As I think back to the beginning of 2020, Cornwall, Cancer and Covid were not amongst my plans. The last couple of years have seen many twists and turns for us all. During the very first lockdown I was living and working upcountry. Then a diagnosis of breast cancer turned everything upside down. I packed up and moved to Cornwall to be near my family while I had treatment. Surgery, chemotherapy and radiotherapy followed and I’ve been so grateful for the care I’ve received.

The unknown

A few months after finishing radiotherapy I was experiencing almost constant, dull yet heavy pain, particularly where I’d had surgery. I didn’t realise it but I was facing two challenges; firstly, I didn’t even know Lymphoedema could develop in the breast. I thought, if anywhere, it would be my arm. Silly as it may sound, I’d avoided reading much about the symptoms because Lymphoedema had been bundled into a bigger list of scary things that might happen after surgery. I was afraid of it.

The second problem was that my pain was dismissed by a couple of health professionals and I didn’t have the knowledge to ask ‘could it be Lymphoedema?’ particularly during phone appointments. Thankfully it was later picked up in a review with the surgical consultant.

Time to understand, teach and treat

I was surprised when I was referred to Chris Jones, one of Cornwall Hospice Care’s Lymphoedema Specialists (pictured below), because I didn’t know St Julia’s Hospice worked with outpatients. It was a relief to be saved another trek to the Royal Cornwall Hospital Treliske and to come to a clinic with a calm and friendly atmosphere.

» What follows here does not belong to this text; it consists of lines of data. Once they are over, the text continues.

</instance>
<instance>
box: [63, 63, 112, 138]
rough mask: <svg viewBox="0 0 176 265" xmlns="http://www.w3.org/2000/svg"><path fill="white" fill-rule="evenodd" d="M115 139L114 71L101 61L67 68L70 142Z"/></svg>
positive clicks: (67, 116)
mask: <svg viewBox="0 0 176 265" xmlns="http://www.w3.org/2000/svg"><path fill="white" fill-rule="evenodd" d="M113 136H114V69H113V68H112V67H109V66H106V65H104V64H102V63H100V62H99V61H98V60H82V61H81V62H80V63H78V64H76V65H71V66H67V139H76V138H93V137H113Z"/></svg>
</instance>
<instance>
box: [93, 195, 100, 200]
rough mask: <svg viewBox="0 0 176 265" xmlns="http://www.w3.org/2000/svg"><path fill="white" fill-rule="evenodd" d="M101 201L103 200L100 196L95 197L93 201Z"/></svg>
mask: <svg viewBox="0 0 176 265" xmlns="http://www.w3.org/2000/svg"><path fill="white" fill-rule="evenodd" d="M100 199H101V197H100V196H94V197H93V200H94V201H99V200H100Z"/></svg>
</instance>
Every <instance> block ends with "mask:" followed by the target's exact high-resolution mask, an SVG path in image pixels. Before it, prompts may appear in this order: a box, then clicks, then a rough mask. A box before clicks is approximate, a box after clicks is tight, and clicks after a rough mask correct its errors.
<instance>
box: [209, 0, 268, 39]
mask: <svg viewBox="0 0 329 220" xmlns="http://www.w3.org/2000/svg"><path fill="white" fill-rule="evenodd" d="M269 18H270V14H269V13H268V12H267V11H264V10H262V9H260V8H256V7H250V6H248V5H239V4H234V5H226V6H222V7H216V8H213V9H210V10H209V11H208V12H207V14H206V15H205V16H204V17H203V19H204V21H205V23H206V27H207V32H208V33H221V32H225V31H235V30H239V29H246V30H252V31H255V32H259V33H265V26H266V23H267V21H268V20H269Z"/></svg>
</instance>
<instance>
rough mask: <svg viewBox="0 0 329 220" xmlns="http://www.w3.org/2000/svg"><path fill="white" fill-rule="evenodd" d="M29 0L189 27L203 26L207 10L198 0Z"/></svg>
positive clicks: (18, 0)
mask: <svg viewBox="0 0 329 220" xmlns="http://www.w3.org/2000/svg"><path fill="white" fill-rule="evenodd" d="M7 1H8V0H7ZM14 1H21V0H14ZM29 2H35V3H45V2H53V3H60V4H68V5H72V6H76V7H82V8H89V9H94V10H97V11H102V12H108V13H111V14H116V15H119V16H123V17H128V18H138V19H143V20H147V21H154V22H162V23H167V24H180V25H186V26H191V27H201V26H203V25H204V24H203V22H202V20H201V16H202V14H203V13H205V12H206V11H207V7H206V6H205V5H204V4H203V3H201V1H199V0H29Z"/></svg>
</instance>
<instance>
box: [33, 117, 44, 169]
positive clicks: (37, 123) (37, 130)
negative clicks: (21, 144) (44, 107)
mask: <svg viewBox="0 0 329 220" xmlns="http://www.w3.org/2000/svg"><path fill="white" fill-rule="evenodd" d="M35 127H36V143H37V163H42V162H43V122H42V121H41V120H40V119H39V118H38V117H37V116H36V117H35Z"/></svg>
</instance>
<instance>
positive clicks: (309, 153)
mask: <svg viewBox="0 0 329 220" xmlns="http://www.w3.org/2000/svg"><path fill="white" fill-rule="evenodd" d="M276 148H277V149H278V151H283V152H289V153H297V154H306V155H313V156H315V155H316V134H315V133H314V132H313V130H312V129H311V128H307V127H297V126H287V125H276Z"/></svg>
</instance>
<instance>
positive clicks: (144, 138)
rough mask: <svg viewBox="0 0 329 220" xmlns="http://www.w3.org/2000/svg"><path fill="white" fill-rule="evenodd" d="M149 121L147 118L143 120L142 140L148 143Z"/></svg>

Chris took the time to understand the different sorts of pain I was experiencing and we talked about wider health issues; sleep, exercise and ongoing medication. Using diagrams, Chris introduced me to my lymphatic system, helped me to understand Lymphoedema and the options for treatment. He explained the ways we could help to minimise it and keep it under control using massage and tape. It was such a relief when I realised that I could learn simple massage techniques and realised that this was one part of my cancer treatment that didn’t involve more medication or painful procedures.

It’s about six months since that first appointment and treatment with Chris at St Julia’s has made a big difference. The pain has now decreased in the daytime and is less disruptive to sleep. The reduction in pain has definitely helped my overall wellbeing and positivity. Understanding that I can help my lymphatic system keeps me motivated to continue with the massage and exercise. I have regular appointments to keep the Lymphoedema under control and I really appreciate Chris’ long-term and holistic approach to treatment.

I’ve still got plenty to learn but if I could humbly offer some advice from my experience, it would be;

  • Don’t be afraid.
  • Know the symptoms – read more HERE
  • Keep asking ‘could it be Lymphoedema?’ until you get some help.